I tried my best to make the work more consistent. In my experience and that of others, convergence on DanceTrack can easily become unstable. However, with our codebase, it should be possible to maintain < 1.0 HOTA swing on DanceTrack (in my reproduction, they only occur ~0.5 HOTA).

Some other evidence of inconsistent results on DanceTrack is as follows:

  • In OC-SORT they also face ~0.5 HOTA instability. The situation will be more serious in the E2E model than in the heuristic algorithm.
  • Issue of MOTRv2 also reported the instability.

I found that the results on SportsMOT are more stable.

BTW, I suggest that you can re-run the DAB-D-DETR version again, and see what will happen. If it's depended on luck, I don't believe we will have such bad luck twice in a row.

One more thing, have you used --use-checkpoint during your training? I used to try to run this exp on 3090 24G, but when processing 5 frames, the CUDA memory will be insufficient.

One more thing, have you used --use-checkpoint during your training? I used to try to run this exp on 3090 24G, but when processing 5 frames, the CUDA memory will be insufficient.

Forget about it. I missed it in your reply. My fault.

Thank you very much for your detailed replies and for your efforts! I will keep the issue updated as soon as I:

  • re-run the DAB-DETR training
  • run the DeformableDETR training
  • validate the models on the DanceTrack test set
  • train on other datasets (e.g. SportsMOT)

My pleasure. Keep in touch~

If anyone else has tried to reproduce the experiments on DanceTrack, you can post your results here to give us more evidence.

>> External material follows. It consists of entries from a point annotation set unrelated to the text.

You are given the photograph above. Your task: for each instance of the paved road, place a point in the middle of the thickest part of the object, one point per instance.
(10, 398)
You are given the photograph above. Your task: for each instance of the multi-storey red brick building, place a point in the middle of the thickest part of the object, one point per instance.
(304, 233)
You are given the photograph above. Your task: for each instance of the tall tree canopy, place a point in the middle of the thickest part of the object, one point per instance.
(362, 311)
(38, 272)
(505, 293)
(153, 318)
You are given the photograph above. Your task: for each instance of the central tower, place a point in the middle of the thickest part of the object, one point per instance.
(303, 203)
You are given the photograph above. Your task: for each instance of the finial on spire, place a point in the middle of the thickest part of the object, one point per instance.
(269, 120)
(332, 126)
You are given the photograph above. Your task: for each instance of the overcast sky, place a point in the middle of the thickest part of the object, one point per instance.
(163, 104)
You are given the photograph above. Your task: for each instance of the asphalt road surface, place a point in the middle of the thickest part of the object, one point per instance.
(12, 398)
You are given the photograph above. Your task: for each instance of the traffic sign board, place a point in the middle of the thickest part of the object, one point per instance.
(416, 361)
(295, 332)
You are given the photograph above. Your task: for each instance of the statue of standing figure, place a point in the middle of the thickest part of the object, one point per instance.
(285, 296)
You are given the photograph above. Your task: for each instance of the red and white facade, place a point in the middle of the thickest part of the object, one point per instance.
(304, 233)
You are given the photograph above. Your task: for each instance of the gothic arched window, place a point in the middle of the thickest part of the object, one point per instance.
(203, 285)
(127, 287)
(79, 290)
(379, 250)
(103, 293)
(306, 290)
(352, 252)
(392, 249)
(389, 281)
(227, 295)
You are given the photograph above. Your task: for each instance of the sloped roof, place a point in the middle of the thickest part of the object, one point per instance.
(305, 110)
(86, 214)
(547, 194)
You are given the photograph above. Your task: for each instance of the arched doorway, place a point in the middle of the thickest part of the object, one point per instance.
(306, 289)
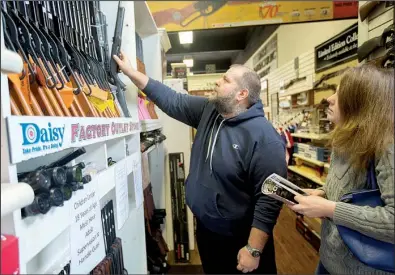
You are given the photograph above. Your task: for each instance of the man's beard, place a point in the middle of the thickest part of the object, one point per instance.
(224, 104)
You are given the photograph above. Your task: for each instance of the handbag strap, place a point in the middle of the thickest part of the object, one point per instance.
(371, 176)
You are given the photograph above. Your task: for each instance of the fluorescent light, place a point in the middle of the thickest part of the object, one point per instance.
(188, 62)
(186, 37)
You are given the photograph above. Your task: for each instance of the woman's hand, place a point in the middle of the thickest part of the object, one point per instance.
(315, 192)
(314, 206)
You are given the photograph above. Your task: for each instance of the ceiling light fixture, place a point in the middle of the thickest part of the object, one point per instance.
(186, 37)
(188, 62)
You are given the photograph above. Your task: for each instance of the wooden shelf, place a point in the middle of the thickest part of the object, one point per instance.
(313, 161)
(307, 173)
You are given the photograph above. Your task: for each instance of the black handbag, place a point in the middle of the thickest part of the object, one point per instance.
(373, 253)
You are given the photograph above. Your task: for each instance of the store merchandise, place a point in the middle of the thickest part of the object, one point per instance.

Update: with MeMOTR deformable DETR I can get a performance that is reasonably close to that reported in the paper for DanceTrack val:

Paper My Run
HOTA DetA AssA HOTA DetA AssA
61.0 71.2 52.5 60.8 72.1 51.5

As you mentioned, there is quite some variance from one epoch to the other, but this result seems more satisfying than the one obtained with DAB-DETR :)

Nonetheless, it seems that the difference lies in the association accuracy

Thank you very much for your result. I believe it will help those who reproduce the experiments later to get more information beyond our paper.

In the past few days, I have used the code from this repository to conduct reproduction experiments. Due to the limitations of GPU resources (you know, a lot of exps for other work), I only reproduced the MeMOTR with DAB-D-DETR.

Here is my result:

HOTA DetA AssA
val 63.7 74.5 54.6
test 67.7 80.1 57.4

and my log.txt is here.

In my experience, this is an acceptable result on DanceTrack. However, to be honest, this instability is really frustrating. According to my previous exploration, careful adjustment of training strategies is required to alleviate this issue. But I don't have so many GPUs to repeat a large number of experiments (if you want to verify the stability of training, you need to conduct at least 3~4 times for a specific setting). If you or anyone else has any ideas or results about it, please feel free to discuss them with me. I'm also trying to alleviate this problem in the extended version.